UNRWA was established by the UN General Assembly in 1949 after hundreds of thousands of Palestinians fled or were expelled from their homes in the 1948 war that followed Israel's creation. It says it currently aids five million registered Palestinian refugees in the Middle East.
Trump threat
In a Twitter post in early January, Trump said that Washington gives the Palestinians "HUNDRED OF MILLIONS OF DOLLARS a year and get no appreciation or respect." Trump added that "with the Palestinians no longer willing to talk peace, why should we make any of these massive future payments to them?"
While US officials did not link the decision to Trump's tweet, they made a point often advanced by him, saying the United States had been UNRWA's single largest donor for decades.
Trump's aides initially debated whether to cut off all UNRWA aid, an unidentified US official said, but those opposed argued that could further destabilize the region.
Hanan Ashrawi, a senior official in the Palestine Liberation Organization (PLO) said the White House was "targeting the most vulnerable segment of the Palestinian people."
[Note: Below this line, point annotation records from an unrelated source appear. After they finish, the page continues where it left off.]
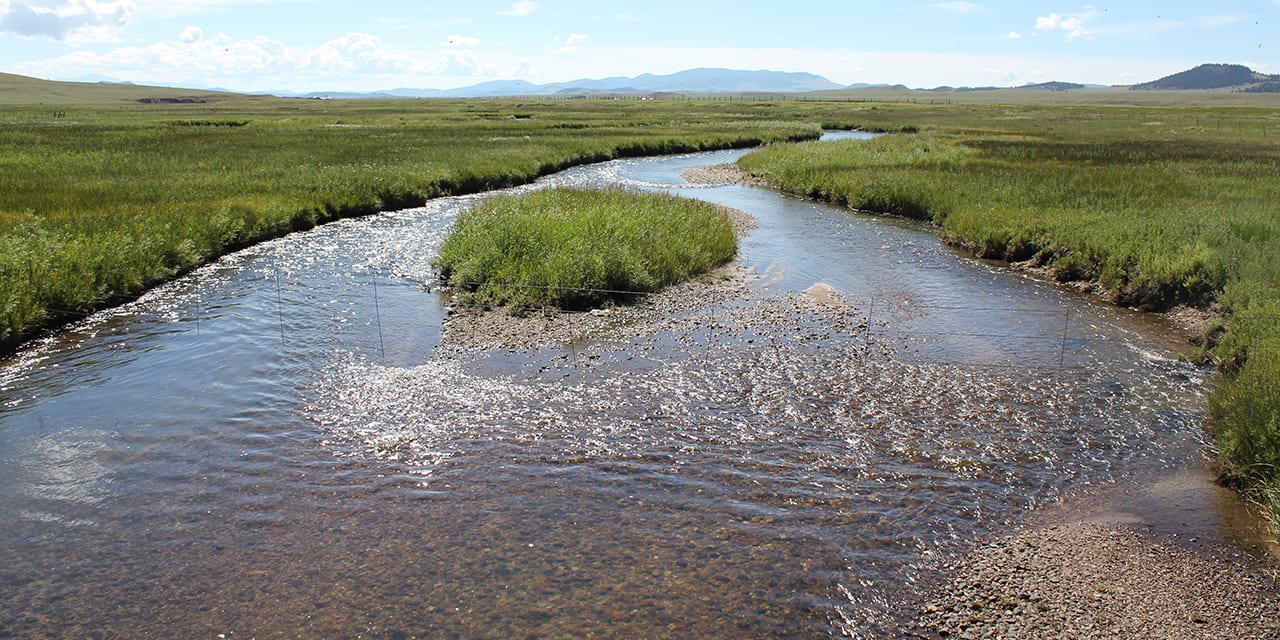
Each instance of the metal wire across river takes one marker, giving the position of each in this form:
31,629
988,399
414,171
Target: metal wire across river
286,443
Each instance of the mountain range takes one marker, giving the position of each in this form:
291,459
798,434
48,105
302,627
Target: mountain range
693,81
1219,77
1215,77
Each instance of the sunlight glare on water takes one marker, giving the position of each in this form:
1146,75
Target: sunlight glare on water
282,444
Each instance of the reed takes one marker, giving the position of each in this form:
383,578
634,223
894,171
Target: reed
105,199
1162,208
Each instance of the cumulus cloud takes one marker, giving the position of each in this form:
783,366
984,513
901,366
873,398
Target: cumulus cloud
69,21
959,7
1070,24
571,41
521,8
456,40
200,59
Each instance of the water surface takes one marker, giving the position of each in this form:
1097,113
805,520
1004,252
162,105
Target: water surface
275,446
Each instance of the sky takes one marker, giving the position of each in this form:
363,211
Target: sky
323,45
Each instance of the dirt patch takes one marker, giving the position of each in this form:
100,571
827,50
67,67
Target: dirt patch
718,174
1101,581
480,328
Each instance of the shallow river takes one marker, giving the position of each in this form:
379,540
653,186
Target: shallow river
278,447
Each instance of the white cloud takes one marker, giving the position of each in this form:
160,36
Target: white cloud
1072,24
456,40
69,21
571,42
521,8
359,62
959,7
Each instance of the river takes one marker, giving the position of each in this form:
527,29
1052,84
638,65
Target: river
277,446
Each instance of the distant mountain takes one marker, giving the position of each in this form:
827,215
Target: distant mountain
1214,77
693,81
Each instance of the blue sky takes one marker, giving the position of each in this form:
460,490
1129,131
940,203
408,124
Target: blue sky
323,45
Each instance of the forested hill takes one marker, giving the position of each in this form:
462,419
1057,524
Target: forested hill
1215,77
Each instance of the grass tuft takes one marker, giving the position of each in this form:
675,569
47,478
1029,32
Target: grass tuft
575,248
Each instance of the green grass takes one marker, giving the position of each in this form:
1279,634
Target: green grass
110,190
1162,205
577,248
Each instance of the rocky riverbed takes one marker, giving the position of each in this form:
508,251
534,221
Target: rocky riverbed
1102,581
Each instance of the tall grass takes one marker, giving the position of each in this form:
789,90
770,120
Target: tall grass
1162,211
579,248
112,199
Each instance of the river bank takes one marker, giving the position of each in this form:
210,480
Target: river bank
1102,575
1091,580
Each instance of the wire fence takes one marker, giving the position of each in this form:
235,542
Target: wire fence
952,334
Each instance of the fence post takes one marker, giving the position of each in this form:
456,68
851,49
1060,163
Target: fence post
871,320
1061,351
378,318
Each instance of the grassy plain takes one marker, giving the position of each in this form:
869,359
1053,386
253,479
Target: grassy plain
1164,196
579,248
109,190
1165,205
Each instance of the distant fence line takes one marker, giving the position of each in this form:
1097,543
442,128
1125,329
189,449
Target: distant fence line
876,314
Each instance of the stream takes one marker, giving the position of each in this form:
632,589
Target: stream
278,446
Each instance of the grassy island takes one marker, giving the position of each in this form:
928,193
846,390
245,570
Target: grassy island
576,248
106,191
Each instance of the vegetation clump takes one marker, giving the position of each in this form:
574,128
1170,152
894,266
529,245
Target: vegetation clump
576,248
105,196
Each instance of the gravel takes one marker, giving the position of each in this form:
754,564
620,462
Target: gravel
1101,581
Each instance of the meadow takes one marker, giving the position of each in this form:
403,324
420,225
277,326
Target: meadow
1161,205
109,195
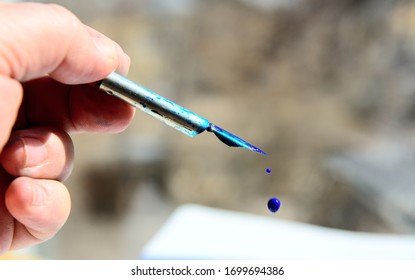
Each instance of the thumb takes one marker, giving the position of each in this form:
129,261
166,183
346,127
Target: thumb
11,95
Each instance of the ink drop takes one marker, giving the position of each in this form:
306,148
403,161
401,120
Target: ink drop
274,204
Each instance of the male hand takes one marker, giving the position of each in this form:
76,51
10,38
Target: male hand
46,57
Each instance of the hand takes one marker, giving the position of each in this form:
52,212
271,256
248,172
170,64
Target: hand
46,57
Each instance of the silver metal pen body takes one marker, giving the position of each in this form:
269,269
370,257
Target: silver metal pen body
154,104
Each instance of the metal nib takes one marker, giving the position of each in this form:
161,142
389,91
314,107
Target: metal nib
232,140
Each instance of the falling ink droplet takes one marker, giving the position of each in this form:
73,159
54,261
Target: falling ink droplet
274,204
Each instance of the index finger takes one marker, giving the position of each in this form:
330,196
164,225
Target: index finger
39,39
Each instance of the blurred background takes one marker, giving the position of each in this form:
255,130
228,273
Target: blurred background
326,88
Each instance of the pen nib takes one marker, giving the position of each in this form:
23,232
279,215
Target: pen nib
232,140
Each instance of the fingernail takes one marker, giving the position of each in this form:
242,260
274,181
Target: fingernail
39,195
105,47
35,152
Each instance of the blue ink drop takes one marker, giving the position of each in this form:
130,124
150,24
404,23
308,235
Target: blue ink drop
274,204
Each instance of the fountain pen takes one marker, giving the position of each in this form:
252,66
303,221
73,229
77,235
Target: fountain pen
167,111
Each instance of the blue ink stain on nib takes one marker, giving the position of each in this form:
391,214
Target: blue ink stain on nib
274,204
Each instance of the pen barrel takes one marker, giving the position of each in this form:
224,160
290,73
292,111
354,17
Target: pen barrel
154,104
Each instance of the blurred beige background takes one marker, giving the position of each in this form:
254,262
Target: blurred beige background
325,87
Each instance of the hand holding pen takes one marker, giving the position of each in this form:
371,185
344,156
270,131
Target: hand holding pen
36,116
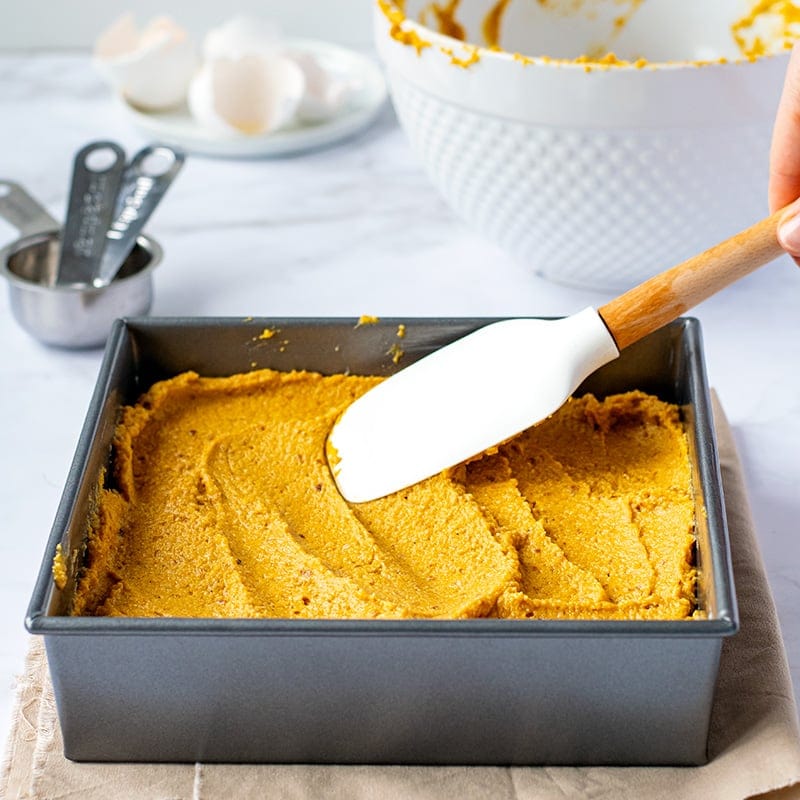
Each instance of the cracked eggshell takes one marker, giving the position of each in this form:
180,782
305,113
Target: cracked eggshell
151,68
254,94
325,93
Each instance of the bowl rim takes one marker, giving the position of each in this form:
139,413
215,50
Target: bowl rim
386,8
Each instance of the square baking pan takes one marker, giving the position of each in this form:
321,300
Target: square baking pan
482,691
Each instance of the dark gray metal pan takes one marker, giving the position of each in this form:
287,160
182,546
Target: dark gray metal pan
366,691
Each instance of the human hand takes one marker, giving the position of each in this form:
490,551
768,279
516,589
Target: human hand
784,166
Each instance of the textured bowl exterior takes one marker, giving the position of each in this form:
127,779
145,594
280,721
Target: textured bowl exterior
601,209
597,179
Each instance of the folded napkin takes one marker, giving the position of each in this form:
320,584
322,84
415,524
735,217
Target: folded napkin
754,740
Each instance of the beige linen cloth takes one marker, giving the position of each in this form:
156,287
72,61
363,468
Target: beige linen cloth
754,744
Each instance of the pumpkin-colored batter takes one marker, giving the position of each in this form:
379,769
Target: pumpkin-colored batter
223,505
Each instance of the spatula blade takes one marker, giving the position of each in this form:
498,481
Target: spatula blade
462,399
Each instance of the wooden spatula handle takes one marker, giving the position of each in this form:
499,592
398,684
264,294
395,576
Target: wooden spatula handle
666,296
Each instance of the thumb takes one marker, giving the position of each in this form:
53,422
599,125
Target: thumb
789,229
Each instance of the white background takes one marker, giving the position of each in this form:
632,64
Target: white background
68,24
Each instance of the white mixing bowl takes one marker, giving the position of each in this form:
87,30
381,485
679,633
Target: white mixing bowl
595,175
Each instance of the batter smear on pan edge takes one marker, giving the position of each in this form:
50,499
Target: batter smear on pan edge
224,506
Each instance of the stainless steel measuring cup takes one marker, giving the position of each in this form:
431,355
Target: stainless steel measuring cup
77,315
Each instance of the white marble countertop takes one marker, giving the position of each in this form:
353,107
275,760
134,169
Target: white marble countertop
354,229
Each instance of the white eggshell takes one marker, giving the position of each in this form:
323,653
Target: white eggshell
150,68
241,36
325,93
251,95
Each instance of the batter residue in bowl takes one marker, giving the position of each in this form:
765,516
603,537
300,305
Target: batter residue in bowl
769,26
223,505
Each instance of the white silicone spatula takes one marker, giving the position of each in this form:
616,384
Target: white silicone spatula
491,384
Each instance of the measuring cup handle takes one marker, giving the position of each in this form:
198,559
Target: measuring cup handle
23,212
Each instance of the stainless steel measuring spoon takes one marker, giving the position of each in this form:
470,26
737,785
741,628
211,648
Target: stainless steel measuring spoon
96,176
144,182
19,209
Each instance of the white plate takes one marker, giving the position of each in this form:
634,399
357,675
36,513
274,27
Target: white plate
179,128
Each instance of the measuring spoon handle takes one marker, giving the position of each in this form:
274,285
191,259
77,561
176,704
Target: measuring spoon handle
141,191
19,209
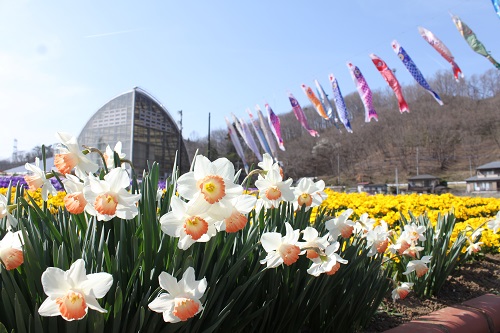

Prime Minister Benjamin Netanyahu, who has called for a gradual cut in UNRWA funding and transferring its responsibilities to the UN global refugee agency, voiced measured support for the US step.
But he appeared to acknowledge it could leave Israel—which maintains tight restrictions on the movement of people and goods across its border with Hamas-controlled Gaza—with a potential humanitarian crisis on its doorstep.
Netanyahu this month proposed gradually dismantling UNRWA, arguing it "perpetuates the Palestinian problem," and moving funds to the UNHCR agency. UNRWA said the Palestinian refugee crisis stems from the failure of Israel and the Palestinians to agree a solution for Palestinian refugees.
Asked on Wednesday by Israeli reporters accompanying him on a diplomatic trip to India whether he supports the US funding cut, Netanyahu said: "Of course, but I still suggest, because I think there are certain needs, to do what I have said ... every step taken also contains some risk."